Pero en el meollo del Rito hay una doble característica que merece destacarse. En primer lugar el aspecto oferente: la manda (o voto), que es personal, voluntario y libre, que tiene un sentido expiatorio de reemplazo por un mal evitado. Este parece ser el núcleo medular del Rito. Pero también se advierte en el Rito un contexto guerrero, aunque ha pasado a un segundo plano y queda enmascarado por otros aspectos. Tanto el aspecto oferente como el militar parecen las dos características más definidas del Rito.
Pero si está claro el sentido de ofrenda personal, el contexto guerrero es confuso: ¿Qué pueden significar esas espadas alzadas? Las espadas alzadas son un signo de victoria, no de derrota ni de luto. En el mismo sentido podría interpretarse la corona de flores sobre la cabeza del Empalao: trofeo o premio por alguna acción. Pero tal y como está el rito, todos estos elementos (ofrenda personal, contexto militar, premio) parecen contrapuestos y de significado confuso. Así, cabe la duda de si en el transcurso de los siglos pudo haber algún cambio en el Rito, al cambiar el contexto en que nació. Todo ello, desde luego, mucho antes de que el Rito quedara cristianizado.

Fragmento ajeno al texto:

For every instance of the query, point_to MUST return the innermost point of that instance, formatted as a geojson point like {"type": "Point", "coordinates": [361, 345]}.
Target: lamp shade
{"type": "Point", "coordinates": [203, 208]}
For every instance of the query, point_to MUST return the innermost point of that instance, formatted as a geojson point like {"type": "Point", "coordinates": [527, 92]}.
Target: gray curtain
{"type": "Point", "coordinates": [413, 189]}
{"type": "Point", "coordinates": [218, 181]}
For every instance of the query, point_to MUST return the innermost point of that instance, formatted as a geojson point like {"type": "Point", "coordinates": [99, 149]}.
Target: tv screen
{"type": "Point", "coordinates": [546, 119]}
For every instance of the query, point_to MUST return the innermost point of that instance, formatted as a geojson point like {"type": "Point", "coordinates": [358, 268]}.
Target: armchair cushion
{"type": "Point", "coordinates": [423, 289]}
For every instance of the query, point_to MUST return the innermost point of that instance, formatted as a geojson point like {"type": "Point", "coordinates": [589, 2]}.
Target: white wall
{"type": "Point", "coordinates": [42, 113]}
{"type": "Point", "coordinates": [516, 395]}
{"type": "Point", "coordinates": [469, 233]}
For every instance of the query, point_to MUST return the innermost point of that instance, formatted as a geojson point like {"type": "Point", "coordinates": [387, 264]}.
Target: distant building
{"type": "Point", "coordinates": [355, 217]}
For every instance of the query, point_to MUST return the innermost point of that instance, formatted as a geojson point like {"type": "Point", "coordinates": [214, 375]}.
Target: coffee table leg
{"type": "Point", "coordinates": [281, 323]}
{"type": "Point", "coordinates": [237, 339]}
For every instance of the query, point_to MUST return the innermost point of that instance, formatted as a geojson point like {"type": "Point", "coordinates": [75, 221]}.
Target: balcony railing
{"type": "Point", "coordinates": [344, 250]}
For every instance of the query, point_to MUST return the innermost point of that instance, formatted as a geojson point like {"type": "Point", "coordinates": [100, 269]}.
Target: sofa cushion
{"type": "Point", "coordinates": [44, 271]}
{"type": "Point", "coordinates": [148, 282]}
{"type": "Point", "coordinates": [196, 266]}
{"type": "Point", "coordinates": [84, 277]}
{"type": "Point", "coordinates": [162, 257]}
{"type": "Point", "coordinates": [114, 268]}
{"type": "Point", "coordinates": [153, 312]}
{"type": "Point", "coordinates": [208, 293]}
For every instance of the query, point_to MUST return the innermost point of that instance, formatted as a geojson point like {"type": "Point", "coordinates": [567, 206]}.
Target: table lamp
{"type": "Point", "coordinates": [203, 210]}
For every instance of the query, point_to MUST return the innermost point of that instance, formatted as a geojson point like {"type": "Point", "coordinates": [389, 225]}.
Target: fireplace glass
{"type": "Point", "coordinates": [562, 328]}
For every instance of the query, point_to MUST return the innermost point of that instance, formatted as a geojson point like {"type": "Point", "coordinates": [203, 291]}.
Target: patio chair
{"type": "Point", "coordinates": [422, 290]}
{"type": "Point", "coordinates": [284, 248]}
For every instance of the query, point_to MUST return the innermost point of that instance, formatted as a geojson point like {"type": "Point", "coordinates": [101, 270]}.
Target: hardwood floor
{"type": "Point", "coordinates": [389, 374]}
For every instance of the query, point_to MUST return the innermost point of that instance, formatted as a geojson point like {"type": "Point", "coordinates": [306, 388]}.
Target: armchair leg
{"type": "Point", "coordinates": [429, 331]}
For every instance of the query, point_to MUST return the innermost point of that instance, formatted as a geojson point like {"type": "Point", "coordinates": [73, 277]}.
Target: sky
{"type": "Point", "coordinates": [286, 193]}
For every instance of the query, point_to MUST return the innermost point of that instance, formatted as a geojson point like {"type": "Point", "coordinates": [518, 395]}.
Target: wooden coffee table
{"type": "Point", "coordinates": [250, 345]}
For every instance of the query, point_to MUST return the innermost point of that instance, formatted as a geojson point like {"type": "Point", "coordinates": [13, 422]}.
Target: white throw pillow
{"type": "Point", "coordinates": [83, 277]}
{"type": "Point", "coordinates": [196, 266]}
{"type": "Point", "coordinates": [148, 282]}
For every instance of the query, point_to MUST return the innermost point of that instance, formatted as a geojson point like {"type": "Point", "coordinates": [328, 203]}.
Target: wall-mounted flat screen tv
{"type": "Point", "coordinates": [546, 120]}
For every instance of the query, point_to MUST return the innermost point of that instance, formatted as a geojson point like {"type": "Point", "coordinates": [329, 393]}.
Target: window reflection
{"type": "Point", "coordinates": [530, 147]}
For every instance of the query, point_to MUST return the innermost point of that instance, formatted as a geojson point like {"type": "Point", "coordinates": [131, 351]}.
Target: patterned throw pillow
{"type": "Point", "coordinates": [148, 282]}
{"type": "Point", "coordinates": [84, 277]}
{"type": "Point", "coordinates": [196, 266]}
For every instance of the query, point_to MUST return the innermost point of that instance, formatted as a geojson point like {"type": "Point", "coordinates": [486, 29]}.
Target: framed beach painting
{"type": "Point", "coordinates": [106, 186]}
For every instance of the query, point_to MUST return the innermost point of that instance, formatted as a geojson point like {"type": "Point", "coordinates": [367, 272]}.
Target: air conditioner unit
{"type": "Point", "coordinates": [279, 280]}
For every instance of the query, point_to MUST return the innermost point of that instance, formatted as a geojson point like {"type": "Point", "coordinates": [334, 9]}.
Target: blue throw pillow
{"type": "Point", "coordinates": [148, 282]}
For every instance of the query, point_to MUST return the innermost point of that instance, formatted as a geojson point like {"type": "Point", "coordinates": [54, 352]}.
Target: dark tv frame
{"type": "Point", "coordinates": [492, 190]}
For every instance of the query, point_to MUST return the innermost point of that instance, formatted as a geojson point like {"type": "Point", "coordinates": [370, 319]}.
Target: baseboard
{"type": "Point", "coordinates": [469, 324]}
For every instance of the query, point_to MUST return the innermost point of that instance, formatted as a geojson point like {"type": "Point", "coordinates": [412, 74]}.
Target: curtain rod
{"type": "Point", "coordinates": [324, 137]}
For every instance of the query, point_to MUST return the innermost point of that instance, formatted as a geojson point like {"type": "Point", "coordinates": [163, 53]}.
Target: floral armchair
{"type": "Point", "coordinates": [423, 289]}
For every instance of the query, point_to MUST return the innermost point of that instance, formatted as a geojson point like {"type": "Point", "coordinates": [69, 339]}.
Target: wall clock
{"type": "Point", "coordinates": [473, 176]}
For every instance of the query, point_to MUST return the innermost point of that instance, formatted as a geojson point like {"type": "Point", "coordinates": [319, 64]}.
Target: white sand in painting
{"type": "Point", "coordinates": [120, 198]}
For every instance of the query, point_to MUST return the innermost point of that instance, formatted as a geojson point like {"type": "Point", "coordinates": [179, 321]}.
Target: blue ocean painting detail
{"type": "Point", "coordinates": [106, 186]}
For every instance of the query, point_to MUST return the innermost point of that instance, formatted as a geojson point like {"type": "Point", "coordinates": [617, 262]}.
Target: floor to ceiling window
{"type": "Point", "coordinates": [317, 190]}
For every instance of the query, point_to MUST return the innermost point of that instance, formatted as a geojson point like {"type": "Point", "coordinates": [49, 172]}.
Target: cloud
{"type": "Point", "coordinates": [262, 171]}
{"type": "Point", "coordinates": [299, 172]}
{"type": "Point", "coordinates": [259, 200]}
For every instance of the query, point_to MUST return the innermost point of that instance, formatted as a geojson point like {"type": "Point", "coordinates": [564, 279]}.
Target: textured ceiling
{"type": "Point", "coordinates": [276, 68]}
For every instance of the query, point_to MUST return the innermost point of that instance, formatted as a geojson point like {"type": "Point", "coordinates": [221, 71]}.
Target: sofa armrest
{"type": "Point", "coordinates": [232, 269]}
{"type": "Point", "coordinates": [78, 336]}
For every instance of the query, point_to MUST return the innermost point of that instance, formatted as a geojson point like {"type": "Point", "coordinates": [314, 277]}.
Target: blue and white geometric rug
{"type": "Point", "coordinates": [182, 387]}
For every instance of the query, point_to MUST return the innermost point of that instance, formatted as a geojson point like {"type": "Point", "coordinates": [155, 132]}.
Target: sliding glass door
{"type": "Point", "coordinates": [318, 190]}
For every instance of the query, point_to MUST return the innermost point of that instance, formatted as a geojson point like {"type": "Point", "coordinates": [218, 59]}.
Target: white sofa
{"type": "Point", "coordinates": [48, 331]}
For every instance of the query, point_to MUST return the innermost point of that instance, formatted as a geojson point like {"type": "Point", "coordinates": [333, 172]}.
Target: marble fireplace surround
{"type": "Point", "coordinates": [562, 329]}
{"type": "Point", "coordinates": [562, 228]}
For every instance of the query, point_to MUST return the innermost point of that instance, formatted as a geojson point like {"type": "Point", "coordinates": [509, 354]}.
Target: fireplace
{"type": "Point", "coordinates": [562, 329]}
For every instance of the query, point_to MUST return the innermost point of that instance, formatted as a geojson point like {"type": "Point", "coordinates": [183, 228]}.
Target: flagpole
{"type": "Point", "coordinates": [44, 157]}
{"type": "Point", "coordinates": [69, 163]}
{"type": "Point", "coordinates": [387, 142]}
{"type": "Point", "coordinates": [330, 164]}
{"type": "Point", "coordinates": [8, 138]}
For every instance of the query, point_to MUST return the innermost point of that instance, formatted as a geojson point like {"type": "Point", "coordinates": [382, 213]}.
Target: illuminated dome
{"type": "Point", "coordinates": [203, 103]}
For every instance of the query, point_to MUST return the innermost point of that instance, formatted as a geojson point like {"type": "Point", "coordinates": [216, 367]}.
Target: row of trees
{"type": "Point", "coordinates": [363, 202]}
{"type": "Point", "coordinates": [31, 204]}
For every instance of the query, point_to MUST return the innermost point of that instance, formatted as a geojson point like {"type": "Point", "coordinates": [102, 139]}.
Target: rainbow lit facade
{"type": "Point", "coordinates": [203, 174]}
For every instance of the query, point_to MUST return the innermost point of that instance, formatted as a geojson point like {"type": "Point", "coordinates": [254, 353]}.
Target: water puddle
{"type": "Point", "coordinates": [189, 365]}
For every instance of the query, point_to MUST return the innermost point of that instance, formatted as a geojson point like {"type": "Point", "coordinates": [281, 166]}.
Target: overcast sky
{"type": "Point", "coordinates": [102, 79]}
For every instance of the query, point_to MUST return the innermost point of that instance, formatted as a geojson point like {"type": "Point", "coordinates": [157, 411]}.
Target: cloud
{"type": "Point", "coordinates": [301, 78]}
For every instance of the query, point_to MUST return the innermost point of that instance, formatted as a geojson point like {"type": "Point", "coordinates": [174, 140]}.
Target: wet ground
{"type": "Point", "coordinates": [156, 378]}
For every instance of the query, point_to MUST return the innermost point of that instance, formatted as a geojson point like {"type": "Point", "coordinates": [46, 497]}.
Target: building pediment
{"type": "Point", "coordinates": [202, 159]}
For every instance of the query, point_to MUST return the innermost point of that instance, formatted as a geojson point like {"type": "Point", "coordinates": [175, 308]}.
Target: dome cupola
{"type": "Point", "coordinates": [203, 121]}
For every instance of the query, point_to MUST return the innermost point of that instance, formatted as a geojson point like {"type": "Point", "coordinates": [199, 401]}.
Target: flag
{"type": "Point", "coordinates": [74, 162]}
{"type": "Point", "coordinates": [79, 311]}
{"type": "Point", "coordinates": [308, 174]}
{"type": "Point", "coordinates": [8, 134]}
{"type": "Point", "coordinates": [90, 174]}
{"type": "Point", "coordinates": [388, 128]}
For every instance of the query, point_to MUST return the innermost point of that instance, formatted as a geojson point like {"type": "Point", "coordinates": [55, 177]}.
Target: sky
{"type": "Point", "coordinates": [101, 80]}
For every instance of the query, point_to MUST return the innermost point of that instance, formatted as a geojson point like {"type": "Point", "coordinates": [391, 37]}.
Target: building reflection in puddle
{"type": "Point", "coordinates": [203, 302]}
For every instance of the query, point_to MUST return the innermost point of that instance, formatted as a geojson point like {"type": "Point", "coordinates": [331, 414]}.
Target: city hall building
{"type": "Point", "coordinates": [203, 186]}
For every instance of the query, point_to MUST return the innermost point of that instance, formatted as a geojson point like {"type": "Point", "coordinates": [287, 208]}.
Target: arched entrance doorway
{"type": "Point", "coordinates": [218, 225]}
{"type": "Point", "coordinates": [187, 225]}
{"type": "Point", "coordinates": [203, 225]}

Partiendo de la ofrenda personal como núcleo medular del Rito, podrían establecerse dos hipótesis:
a) Un sacrificio sustitutivo por verse libre de un mal.
b) Un sacrificio o prueba que demostraba la idoneidad del individuo para la vida adulta.
La hipótesis primera está más de acuerdo con el Rito actual, pero no parece posible explicar el porqué y el cómo del contenido guerrero.
La segunda hipótesis parece más antigua y más coherente con el contexto militar. La interpretación del Rito original sería esta: en un pueblo guerrero, los jóvenes se ofrecían a realizar una prueba o pruebas que demostraran su idoneidad para ser admitidos a la vida adulta. Como premio recibirían la corona de espinas y las armas (espadas). En esta hipótesis, la llamada "enagua" no sería otra cosa que la túnica corta propia de los guerreros. Éste sería el primer momento del Rito, antes de la romanización.
En un segundo momento, pasados ya varios siglos y en el contexto de un pueblo agrícola, el Rito evolucionaría; continuaba el sentido de ofrenda personal, pero el sacrificio ya no era una prueba de admisión sino un sacrificio sustitutorio. El premio era el haber sido librado de un mal o una calamidad. Con ello se habrían invertido los términos PRUEBA=PREMIO por PREMIO=PRUEBA. Sería una evolución semejante a lo ocurrido con el rito del sacramento de la penitencia cristiana (Confesión-Penitencia-Absolución-Confesión, Absolución con Penitencia "in voto"). Esta modificación o evolución del rito ya en un contexto agrícola, explica la presencia en el Rito de elementos agrícolas (el timón de arado y las vilortas). Ellos son signos de un contexto agrícola, [tras la romanización del pueblo] de un pueblo que había dejado de ser guerrero.
Hay otros aspectos y matices del Rito que merecen también su propio análisis: el rito es nocturno, sin horario preestablecido, lo que revela cierto arcano o secreto y coincide con el plenilunio de primavera (Pascua); el Empalao va acompañado por su familia o clan familiar. Todos estos datos inducen a considerar el rito como nacido en un pueblo de raíz celta, cuyos ritos, reuniones y decisiones tenían lugar coincidiendo con la luna y sus fases, y cuyos lazos de parentela eran muy sólidos y decisorios, aparte del sentido del misterio o arcano.